Once their teacher does address the topic of writing, it's kind of a downer. And not just in the usual, first-day-of-class way, with the syllabus and all those boilerplate rules about deadlines and papers and attendance. (Only one unexcused absence per student, Bell warns, and it better be a creative one. It seems all the stories here will be held to high narrative standards.)
No, it's the offhand speech that Bell delivers later, in the second half of the class, that should make the more sensitive types run to the registrar, screaming for a major in, say, business administration.
It's a speech he's given again and again, one he has summarized in his book on writing, Narrative Design: A Writer's Guide to Structure. It's a speech he can be guaranteed to give this fall, when another set of bright faces is arrayed before him. It is a speech he cannot give often enough.
The writing workshop, Bell likes to explain to students, is a relatively new institution. It began in the 1950s at Iowa University and Stanford, still both tops in the field. Today, there are more than 300 programs under an umbrella organization known as The Associated Writing Programs. Bell has spent his adult life studying and teaching in some of the best -- Princeton, Hollins College, Johns Hopkins University and, yes, even Iowa.
Along the way, he has done what every writing student presumably wants to do, produced a critically acclaimed body of serious, literary work. He's been nominated for a National Book Award, anointed by the literary magazine Granta as one of the best young writers in the United States. If anyone can be a poster boy for the writing workshop, it's Bell. He even looks the part, with his longish hair, retro necktie and Harley Davidson jewelry. He is at once hip and authoritative, a rebel with a cause.
But writing workshops are inherently flawed, Bell will tell his students. They are Skinnerian boxes that condition students to favor groupthink. Students end up writing for a dozen-plus editors -- their fellow students and their instructor. Burnout ensues. Writing workshops can mutate into cults -- literal cults.

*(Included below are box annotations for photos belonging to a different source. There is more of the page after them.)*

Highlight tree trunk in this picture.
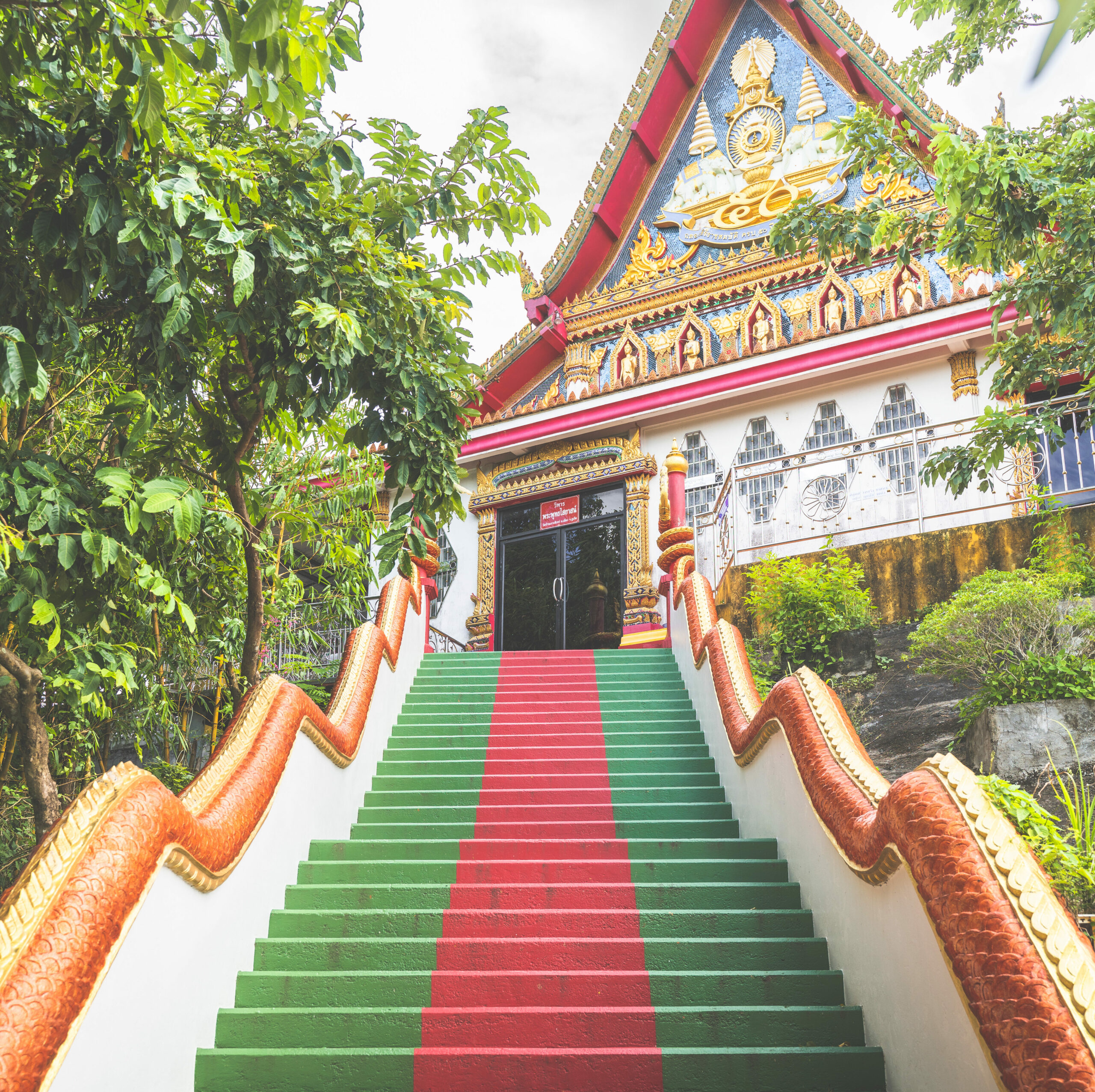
[0,647,61,842]
[225,470,265,687]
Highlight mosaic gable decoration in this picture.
[656,37,847,246]
[468,432,657,512]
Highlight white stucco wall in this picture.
[641,347,1012,583]
[51,608,428,1092]
[671,601,1001,1092]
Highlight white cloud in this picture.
[331,0,1095,360]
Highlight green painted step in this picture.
[195,1046,885,1092]
[254,935,829,971]
[275,883,800,912]
[195,649,885,1092]
[263,907,814,940]
[235,971,844,1009]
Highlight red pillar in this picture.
[666,440,688,527]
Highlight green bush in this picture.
[977,774,1095,914]
[145,758,194,796]
[1027,497,1095,596]
[746,550,872,678]
[909,568,1095,687]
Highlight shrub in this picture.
[977,774,1095,914]
[746,550,872,674]
[145,758,194,796]
[1027,496,1095,596]
[909,568,1095,697]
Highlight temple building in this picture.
[436,0,1077,651]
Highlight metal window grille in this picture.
[737,417,783,524]
[873,383,927,493]
[684,432,717,477]
[429,531,457,618]
[684,485,718,527]
[806,402,855,450]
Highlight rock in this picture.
[787,625,875,676]
[965,698,1095,781]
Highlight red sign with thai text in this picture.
[540,497,578,531]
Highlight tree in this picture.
[772,0,1095,495]
[0,0,546,845]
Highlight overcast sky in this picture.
[331,0,1095,363]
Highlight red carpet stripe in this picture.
[414,652,661,1092]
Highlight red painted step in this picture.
[437,936,654,972]
[414,1046,661,1092]
[449,883,635,910]
[422,1006,654,1049]
[457,858,631,884]
[430,969,651,1009]
[414,652,661,1092]
[460,838,627,861]
[441,907,638,938]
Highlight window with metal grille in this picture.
[429,531,457,618]
[872,383,927,493]
[804,402,855,473]
[684,485,718,527]
[684,432,717,477]
[736,417,783,524]
[806,402,855,450]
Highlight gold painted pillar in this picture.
[623,474,661,627]
[467,508,497,652]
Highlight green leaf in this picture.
[172,497,197,542]
[161,295,190,342]
[95,467,133,493]
[31,208,61,254]
[133,72,166,130]
[240,0,281,41]
[175,599,197,633]
[31,599,61,652]
[57,535,76,568]
[232,250,255,307]
[141,493,178,512]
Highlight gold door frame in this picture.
[467,429,660,652]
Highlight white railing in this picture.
[695,398,1095,585]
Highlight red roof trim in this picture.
[460,307,1015,459]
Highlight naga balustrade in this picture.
[658,499,1095,1092]
[0,543,437,1092]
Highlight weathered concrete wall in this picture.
[966,698,1095,781]
[715,505,1095,635]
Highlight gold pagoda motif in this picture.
[656,37,846,246]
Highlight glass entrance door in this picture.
[497,486,624,652]
[499,531,562,652]
[563,519,623,648]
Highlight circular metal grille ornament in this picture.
[997,447,1046,486]
[802,475,847,519]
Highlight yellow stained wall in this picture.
[715,505,1095,636]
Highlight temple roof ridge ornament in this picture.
[517,251,544,300]
[542,0,976,291]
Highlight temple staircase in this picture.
[195,651,885,1092]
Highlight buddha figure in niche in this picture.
[825,288,844,331]
[752,308,775,353]
[897,267,923,314]
[681,326,703,371]
[620,342,638,387]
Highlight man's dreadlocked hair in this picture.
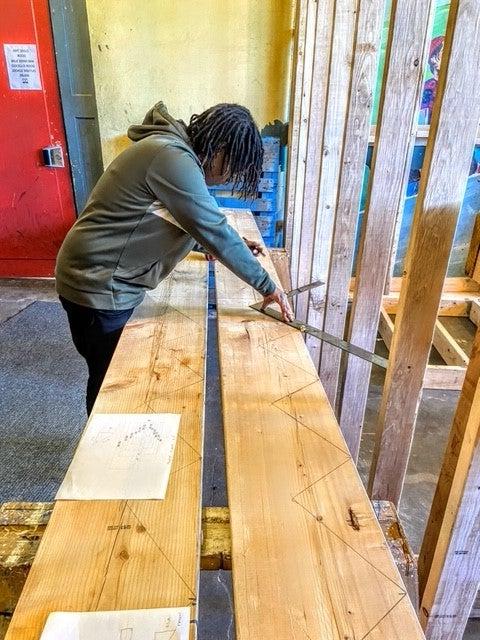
[187,104,263,200]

Ultimately, those who succeed -- and Bell estimates only 5 to 10 percent of writing workshop students can expect to publish in any meaningful way -- will ignore the helpful comments, the constructive criticism, and stick to their own vision. The writing workshop can be paradoxical at best, soul-destroying at its worst, preparing students for nothing but angst and self-doubt and complete confusion.
So welcome to English 306, a writing workshop taught by the co-director of Goucher's undergraduate writing program. Bell shares that job -- and the office, and, not incidentally, his life -- with Elizabeth Spires, a poet who is as well-known and celebrated in her field as Bell is in his. Together, the two have presided over the slow maturation of a program with some remarkable success stories, from accomplished novelists to prize-winning poets and short-story writers.
In the two decades since Spires first arrived here, the Goucher program has expanded, becoming a reason to choose the school. Five years ago, then-17-year-old Jenn Crowell, a written novel under her belt, came to Goucher because she was persuaded that Bell took her writing as seriously as she did. Two years ago, a large alumnae gift further enhanced Goucher's standing by creating the Kratz Center for Creative Writing, an endowment that brings distinguished writers to campus as teachers and speakers. Officially, Bell is the center's director, but he sees that job as another one he shares with Spires.
Come to think of it -- those shapes on the blackboard, which clearly have some relationship to one another, could represent Bell and Spires. Not their personal relationship, a promise has been made that this will not be that kind of story. This is not going to be about who makes dinner, and who picks up their daughter at school, and whether they run around the house reading their work to each other. ("Oh God, no," Beth Spires groans at the very thought of such an article, such a relationship.)